Langara College - Department of Mathematics and Statistics

## Applications of Linear Functions

A car travelling at a constant speed of 80km/h covers a distance of 80km in each hour. So after 2hours it has gone 160km, and so on. On the other hand, after just 30 minutes it will have gone just half as far as in a full hour, ie 40km. In general, for any time period of length t hours, the number, d, of kilometers covered will be t times the distance covered in one hour. So in this case, d and t are related by the formula d=80t. And of course if we had used x in place of t for the number of hours and y in place of d for the number of km, then the equation would be y=80x.
This is of the form y=mx+b with m=80 and b=0.

Now consider a car travelling say from Vancouver to Abbotsford along Hwy1. If we measure time from when it crosses the Port Mann bridge, then at time zero (when it's on the bridge) the distance that it still has to travel is about   80km, so at a speed of 80km/h, it should take just about one hour to complete its trip. If we now let y be the number of km left to travel (as opposed to the distance travelled so far), and x be the number of minutes since the car crossed the bridge, then when x=0 we have y=80, and when x=60 we have y=0. More generally, after x minutes, the distance travelled will be x/60 times the 80km distance travelled in an hour, and the distance remaining will be 80km minus that, so now (with our new definitions of x and y) y and x will be related by  y = 80 - (x/60)80 = -(3/4)x+80, (which is mx+b with m=-3/4 and b=80).

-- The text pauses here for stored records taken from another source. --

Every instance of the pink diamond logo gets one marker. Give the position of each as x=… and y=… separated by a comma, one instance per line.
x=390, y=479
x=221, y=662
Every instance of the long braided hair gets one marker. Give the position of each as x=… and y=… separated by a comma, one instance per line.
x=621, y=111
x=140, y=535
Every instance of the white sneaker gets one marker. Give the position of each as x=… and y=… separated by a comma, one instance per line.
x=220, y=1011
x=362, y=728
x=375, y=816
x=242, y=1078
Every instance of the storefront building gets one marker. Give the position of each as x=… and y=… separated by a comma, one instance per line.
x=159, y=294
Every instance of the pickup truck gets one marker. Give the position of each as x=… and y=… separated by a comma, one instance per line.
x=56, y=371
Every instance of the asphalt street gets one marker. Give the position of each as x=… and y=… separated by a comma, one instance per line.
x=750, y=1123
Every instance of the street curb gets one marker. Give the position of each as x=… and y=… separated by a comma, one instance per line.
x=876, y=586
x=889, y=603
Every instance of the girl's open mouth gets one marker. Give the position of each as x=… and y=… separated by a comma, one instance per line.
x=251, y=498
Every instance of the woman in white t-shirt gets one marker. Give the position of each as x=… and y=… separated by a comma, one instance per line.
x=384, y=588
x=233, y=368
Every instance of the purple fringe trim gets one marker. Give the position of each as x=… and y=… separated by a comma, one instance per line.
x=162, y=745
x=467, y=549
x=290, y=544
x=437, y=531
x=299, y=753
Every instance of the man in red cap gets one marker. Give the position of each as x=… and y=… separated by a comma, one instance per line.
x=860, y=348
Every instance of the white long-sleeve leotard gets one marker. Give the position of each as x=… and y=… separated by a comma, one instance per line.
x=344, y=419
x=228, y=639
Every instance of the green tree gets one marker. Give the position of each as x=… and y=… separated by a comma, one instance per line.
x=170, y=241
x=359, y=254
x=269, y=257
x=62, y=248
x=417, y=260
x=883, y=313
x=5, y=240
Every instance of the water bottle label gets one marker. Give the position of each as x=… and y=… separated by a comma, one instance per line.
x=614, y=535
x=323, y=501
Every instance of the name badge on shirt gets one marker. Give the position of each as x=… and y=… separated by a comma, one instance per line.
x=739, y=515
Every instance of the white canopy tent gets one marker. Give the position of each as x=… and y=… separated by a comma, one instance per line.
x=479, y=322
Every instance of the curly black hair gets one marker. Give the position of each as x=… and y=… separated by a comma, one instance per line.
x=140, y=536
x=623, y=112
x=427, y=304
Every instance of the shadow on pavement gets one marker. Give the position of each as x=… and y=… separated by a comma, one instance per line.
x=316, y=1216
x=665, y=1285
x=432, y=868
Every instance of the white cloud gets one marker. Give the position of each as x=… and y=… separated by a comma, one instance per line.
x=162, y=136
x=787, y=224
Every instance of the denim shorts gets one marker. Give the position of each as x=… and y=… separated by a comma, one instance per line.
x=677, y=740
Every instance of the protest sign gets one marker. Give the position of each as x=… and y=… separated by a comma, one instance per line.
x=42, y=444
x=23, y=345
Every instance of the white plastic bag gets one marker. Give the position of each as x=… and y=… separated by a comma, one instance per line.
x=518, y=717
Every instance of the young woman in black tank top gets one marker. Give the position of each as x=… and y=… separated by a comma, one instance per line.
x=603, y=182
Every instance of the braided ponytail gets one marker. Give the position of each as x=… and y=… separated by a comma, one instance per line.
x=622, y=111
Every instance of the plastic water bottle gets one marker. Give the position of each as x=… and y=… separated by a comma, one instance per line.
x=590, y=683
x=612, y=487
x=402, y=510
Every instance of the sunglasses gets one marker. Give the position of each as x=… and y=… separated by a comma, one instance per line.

When people are selling things, they often find that the number of customers goes down if they raise the price (and vice versa). Imagine that a seller of gizmos makes on average 50 sales a week at a price of  \$40 per gizmo, but that for each \$4 price increase she loses 3 sales per week (and for each \$4 price reduction she increases her sales by the same amount). So if she charges \$44 per gizmo she might expect to sell only 47 gizmos per week, but if she charges just \$36 each she might sell 53 a week. What would you expect to happen if she raised the price by just \$2? Since this is just half of the \$4 we would expect the number of sales to drop just half as much, ie from 50 down to 48.5. (Although it may not make sense to talk about a fractional number of sales in any particular week, it is perfectly possible for the average weekly sales volume to be a fractional number). Similarly, for a price increase of just \$1, we'd expect a sales drop of 3/4 or 0.75 sales per week.

Now consider how many sales to expect if the price charged is \$x.  This represents an increase of \$(x-40) from the \$40 price that us gave 50 sales, and each \$1 of increase should lose us 0.75 sales, so altogether we'd expect the sales to be reduced from the original 50 by x-40 times 0.75. In other words, if we let y be the expected average number of sales per week, then when the price is \$x we should get y=50-(x-40)(0.75)=80-0.75x= (-0.75)x+80

(Of course this all depends on the number of sales lost per \$ of price increase being independent of the actual price, which might not always be the case, but is a reasonable assumption if the price change is not too great.)

In each of the above examples one variable is given in terms of another by multiplying by a constant and adding a constant (though in the first case the added term is just zero). The same kind of formula applies (at least approximately) in many other applications.